I'm running into a problem with Hibernate where when trying to delete a group of Entities I encounter the following error:

javax.persistence.EntityNotFoundException: deleted entity passed to persist: [com.locuslive.odyssey.entity.FreightInvoiceLine#<null>]

These are not normally so difficult to track down as they are usually caused by an entity being deleted but not being removed from a Collection that it is a member of.

In this case I have removed the entity from every list that I can think of (it's a complex datamodel). I've put JBoss logging into Trace and I can see the collections that are being cascaded. However I can't seem to find the Collection containing the entity that I'm deleting.

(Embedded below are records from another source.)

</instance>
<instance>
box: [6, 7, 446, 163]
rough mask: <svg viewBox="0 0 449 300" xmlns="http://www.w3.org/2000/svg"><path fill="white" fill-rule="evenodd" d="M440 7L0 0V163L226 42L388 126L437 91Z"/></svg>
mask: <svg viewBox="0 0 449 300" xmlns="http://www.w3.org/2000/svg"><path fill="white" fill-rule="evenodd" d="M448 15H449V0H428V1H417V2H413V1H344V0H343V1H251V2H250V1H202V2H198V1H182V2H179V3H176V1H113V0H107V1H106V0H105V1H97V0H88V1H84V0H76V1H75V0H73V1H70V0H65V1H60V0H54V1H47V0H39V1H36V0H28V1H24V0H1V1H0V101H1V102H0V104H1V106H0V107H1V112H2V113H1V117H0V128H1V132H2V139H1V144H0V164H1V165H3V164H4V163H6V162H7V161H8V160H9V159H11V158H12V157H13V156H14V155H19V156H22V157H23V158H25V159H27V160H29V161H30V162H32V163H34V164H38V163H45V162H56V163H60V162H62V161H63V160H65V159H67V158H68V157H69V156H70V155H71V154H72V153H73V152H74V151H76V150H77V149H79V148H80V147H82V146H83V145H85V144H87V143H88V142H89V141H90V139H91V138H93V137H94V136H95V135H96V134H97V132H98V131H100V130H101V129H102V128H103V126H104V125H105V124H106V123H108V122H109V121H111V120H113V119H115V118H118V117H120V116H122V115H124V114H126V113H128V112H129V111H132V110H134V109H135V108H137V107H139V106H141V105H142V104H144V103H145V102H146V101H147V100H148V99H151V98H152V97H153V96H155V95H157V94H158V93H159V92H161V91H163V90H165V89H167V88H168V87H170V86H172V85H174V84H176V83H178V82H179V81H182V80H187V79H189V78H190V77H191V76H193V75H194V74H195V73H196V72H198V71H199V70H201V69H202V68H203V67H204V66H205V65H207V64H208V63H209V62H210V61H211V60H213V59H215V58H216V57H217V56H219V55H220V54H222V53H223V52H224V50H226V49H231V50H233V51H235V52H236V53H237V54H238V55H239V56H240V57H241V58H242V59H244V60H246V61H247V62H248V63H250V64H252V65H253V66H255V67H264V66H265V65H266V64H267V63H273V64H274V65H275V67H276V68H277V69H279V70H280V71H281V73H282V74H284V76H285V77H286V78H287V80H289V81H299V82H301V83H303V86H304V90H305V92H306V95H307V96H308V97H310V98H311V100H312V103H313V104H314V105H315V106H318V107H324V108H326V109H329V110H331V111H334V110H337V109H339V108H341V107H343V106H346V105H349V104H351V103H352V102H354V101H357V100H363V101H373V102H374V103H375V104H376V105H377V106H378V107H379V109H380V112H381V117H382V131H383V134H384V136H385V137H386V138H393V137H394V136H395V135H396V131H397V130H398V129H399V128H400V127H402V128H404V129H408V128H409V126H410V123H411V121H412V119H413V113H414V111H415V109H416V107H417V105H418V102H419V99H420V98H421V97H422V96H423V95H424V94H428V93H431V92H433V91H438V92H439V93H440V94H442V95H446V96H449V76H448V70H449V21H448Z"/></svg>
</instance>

Does anyone have any tips for resolving this particular Exception? I'm particularly looking for ways to identify what might be the owning Collection.

Thanks.

+1  A: 

Finally found it, and it's exactly the sort of frustrating "find the list" that I had expected.

The code that was performing the delete was extending Seam's EntityHome.

public class FreightInvoiceHome extends EntityHome<FreightInvoice> {
    public void deleteLine(FreightInvoiceLine freightInvoiceLine) {
      getEntityManager().remove(freightInvoiceLine);
      freightInvoiceLine.getShipInstrLineItem().getFreightInvoiceLines().remove(freightInvoiceLine);

      /* These next two statements are effectively performing the same action on the same FreightInvoice entity
       * If I use the first one then I get the exception. If I use the second one then all is ok.
       */
      getInstance().getFreightInvoiceLines().remove(freightInvoiceLine);
      //freightInvoiceLine.getFreightInvoice().getFreightInvoiceLines().remove(freightInvoiceLine);
    }
}

I had suspected that this might have been caused by a dodgy equals() / hashcode() but after replacing both there is no difference.

Happy to change the accepted to someone else if they can explain the difference between the two.

Damo
+1  A: 

I would suggest doing the

getEntityManager().remove(freightInvoiceLine);

as the last step. I think it is a good practice, first to remove the child from any collections and then actually delete it. It will save headaches in many cases.

Petar Minchev
I can't see it making any difference as the statements are queued up and only executed on flush() or at the method boundary (if auto-flush).